Defining the truth: how Sophos overcomes uncertain labels in machine learning

Computing capacity and deep learning methodology have advanced rapidly in the past decade.

We’ve started to see computers using these techniques to perform ever more historically human-centric tasks, faster and often better than humans.

At Sophos we believe this extends to cybersecurity. Specifically, our data science team specializes in developing deep learning models that can detect malware with extremely high detection rates and very low false positives.

But, instead of preaching about the benefits of deep learning, let’s talk about a big challenge we face when applying machine learning to cybersecurity: uncertain labels.

The problem with labels

Supervised machine learning works like this: you give a model (a function) some data (like some HTML files) and a bunch of associated desired output labels (like 0 and 1 to denote benign and malicious).
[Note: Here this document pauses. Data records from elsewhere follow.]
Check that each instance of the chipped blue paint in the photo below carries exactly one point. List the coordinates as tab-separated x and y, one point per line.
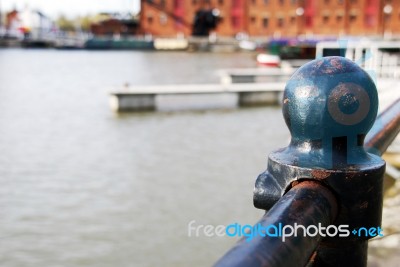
329	105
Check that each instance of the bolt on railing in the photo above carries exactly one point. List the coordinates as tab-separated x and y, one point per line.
327	176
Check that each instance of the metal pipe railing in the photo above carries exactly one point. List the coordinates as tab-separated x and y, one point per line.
325	176
308	203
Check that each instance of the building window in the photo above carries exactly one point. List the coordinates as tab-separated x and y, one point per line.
309	21
163	19
236	3
369	20
265	22
280	22
178	3
236	22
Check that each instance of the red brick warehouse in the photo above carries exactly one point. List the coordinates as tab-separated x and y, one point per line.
278	18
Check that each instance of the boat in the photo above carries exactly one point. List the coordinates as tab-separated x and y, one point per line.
268	60
101	43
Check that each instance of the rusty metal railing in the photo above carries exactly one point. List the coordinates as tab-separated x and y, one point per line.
327	175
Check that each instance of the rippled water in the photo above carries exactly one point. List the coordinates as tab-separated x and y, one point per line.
82	186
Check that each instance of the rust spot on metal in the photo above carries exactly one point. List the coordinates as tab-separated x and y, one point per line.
364	205
320	174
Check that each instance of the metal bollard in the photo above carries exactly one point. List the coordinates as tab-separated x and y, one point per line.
329	106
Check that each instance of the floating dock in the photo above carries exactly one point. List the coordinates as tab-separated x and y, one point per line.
196	96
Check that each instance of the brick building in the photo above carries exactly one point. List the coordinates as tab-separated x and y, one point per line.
277	18
113	26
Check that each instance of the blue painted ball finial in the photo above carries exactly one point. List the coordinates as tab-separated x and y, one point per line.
329	105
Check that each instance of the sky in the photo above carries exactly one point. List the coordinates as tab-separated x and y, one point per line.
71	8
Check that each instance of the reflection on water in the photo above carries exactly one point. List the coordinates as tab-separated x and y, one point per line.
81	186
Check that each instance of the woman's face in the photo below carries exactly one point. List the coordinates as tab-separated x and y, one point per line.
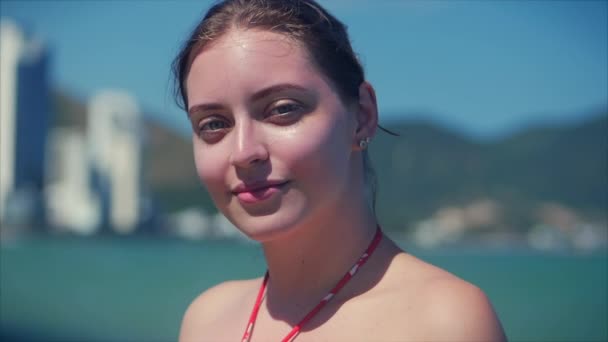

The model looks at the HTML files, looks at the available labels 0  and 1 and then tries to adjust itself to fit the data so that it can correctly guess output labels (0,1) by only looking at input data (HTML files).

Long story short: we define the ground truth for the model by telling it that “this is the perfectly accurate state of the world, now learn from it so you can accurately guess labels from new data”.

The problem is, sometimes the labels we’re giving our models aren’t correct. Perhaps it’s a new type of malware that our systems have never seen before and hasn’t been flagged properly in our training data. Perhaps it’s a file that the entire security community has cumulatively mislabeled through a snowball effect of copying each other’s classifications.

The concern is that our model will fit to this slightly mislabeled data and we’ll end up with a model that predicts incorrect labels.

To top it off, we won’t be able to estimate our errors properly because we’ll be evaluating our model with incorrect labels. The validity of this concern is dependent on a couple of factors:

  • The amount of incorrect labels you have in your dataset
  • The complexity of your model
  • If incorrect labels are randomly distributed across the data or highly clustered

To understand each of these better, let’s first create an example, where the universe is simple and the maliciousness of an HTML file is entirely dependent on the relationship between two toy features: HTML file length and the number of links in an HTML file (if only it were this easy!). In our plots below, “x”s represent malicious HTML files, and “o”s represent benign files:

To understand each of these better, we’ve simplified the maliciousness of an HTML down to just two example factors, HTML file length and the number of links in an HTML file (if only it were this easy!). In our plots below, “x”s represent malicious HTML files and “o”s represent benign files:

Let’s say we train a very simple, low complexity, linear model on our data to create a decision boundary between our training points (image 1). What happens when we add a single misclassified point to our training data (image 2)?

Image 1Image 2

Not much, really. The line might shift a little, but not a lot. After training, if we ask our model to classify that same misclassified point, it will actually predict the correct label instead of the incorrect one. Great!
What happens, though, if our model is allowed to fit to complex patterns? It can fit beautifully to actual complex patterns (image 3), but it can also end up fitting to mislabeled data (image 4):

Image 3Image 4

Now, if we ask our trained complex model to classify the mislabeled data point, our model would give us the incorrect label (the label we taught it).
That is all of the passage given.